Dongara might not be far up the road, but with the late start and delays along the way it was close to lunchtime when we arrived there, and without alternatives before Geraldton, we decided this was the place for a meal. We'd had nothing more than a nibble at breakfast and weren't sure about dinner, so after finding a park and taking the obligatory visit to the local Information Centre to gather the latest Wildflower Intelligence, we lunched at a pleasant little Asian coffee shop.

A green chicken curry and rice and a pad thai (Madam's almost invariable selection in such circumstances) provided the wherewithal to keep us going in the afternoon.

We could possibly have ventured further afield in search of wildflowers, but the morning's efforts had largely satisfied Madam's photographic urges and we were in Geraldton in time to book in to the night's accommodation and make it over to the Information Centre before it shut at four.
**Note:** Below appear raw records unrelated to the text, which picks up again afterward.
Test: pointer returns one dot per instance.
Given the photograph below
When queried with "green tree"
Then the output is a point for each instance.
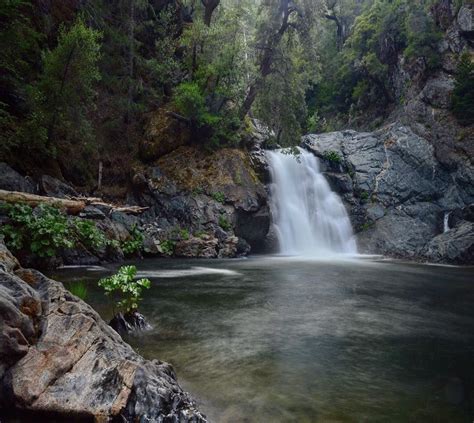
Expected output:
(463, 94)
(64, 96)
(19, 53)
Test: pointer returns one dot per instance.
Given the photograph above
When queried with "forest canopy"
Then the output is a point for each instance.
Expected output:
(80, 75)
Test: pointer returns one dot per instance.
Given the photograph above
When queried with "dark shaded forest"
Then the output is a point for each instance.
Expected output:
(81, 79)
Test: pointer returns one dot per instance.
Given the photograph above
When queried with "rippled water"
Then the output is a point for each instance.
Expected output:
(271, 339)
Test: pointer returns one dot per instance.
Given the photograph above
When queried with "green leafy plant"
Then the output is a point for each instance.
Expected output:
(41, 231)
(167, 247)
(224, 223)
(79, 289)
(332, 156)
(134, 244)
(462, 103)
(124, 286)
(88, 234)
(219, 197)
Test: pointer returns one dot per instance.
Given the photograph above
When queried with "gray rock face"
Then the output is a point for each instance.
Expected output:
(455, 246)
(11, 180)
(399, 192)
(204, 247)
(53, 187)
(81, 365)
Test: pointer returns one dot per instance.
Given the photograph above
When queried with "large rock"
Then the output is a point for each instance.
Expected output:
(81, 366)
(199, 191)
(163, 134)
(11, 180)
(53, 187)
(399, 191)
(204, 247)
(455, 246)
(466, 19)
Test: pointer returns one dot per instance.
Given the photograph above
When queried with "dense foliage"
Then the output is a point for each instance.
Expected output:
(125, 288)
(358, 76)
(79, 80)
(463, 94)
(45, 230)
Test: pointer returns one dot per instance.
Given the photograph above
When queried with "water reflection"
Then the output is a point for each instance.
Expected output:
(288, 340)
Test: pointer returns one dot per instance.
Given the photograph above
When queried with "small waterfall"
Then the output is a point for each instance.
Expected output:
(446, 222)
(309, 219)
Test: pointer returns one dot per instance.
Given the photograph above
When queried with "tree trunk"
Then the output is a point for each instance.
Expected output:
(267, 58)
(209, 7)
(71, 206)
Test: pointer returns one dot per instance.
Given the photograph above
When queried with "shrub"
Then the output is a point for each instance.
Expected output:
(46, 229)
(332, 156)
(224, 223)
(88, 234)
(41, 231)
(126, 289)
(134, 244)
(167, 247)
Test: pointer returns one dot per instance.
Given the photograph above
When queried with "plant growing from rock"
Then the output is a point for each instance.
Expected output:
(126, 289)
(332, 156)
(167, 247)
(219, 197)
(45, 229)
(224, 223)
(41, 231)
(88, 234)
(134, 244)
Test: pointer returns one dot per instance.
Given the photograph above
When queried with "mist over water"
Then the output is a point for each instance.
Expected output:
(309, 219)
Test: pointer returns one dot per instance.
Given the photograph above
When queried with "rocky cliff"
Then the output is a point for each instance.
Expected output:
(58, 357)
(405, 183)
(398, 193)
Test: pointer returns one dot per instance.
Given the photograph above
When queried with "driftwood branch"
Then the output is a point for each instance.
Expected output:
(70, 206)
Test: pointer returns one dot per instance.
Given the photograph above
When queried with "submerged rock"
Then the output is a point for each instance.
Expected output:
(129, 323)
(204, 247)
(81, 366)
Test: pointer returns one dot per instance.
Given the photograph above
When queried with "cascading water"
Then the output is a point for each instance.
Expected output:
(309, 219)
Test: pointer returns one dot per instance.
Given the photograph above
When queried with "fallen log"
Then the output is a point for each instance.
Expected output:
(95, 201)
(70, 206)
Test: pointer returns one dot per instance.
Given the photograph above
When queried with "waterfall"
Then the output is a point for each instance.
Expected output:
(446, 222)
(308, 218)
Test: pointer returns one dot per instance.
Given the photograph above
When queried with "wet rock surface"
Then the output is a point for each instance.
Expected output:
(81, 365)
(11, 180)
(399, 192)
(201, 201)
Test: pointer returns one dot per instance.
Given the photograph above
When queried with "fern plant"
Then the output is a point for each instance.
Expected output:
(124, 286)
Actually, we probably didn't really need to head that way, since checking in at the accommodation revealed that the manager had been in the job for a week, and his previous job had involved managing the Information Centre. He's provided us with a printout of the latest bulletin they'd put together at the Information Centre, and the girls at the Centre didn't give us much new and vital information, apart from another copy of the bulletin.

We did, however, need to be in the area to pick up dinner supplies for Sunday night and scope out the dinner possibilities for Saturday night. There wasn't anything that reached out and grabbed us by the throat as we strolled around the Front Beach and we retreated to the unit resigned to the inevitability of fish and chips for dinner.

We'd also need something to go with the deep fried staple, and the fact that it was already after five and the Woolworths Liquor outlet I'd spotted en route was closed threw a spanner in the works, but once the wonders of Google had revealed a conveniently located and highly rated fish and chippery (Chis and Fips) and pointed out a Thirsty Camel we had the wherewithal to fuel an evening's catching up on writing, watching the election results (for as long as I could stand it) and a lengthy spell of deep slumber before we set out on the Wildflower Trail again in the morning.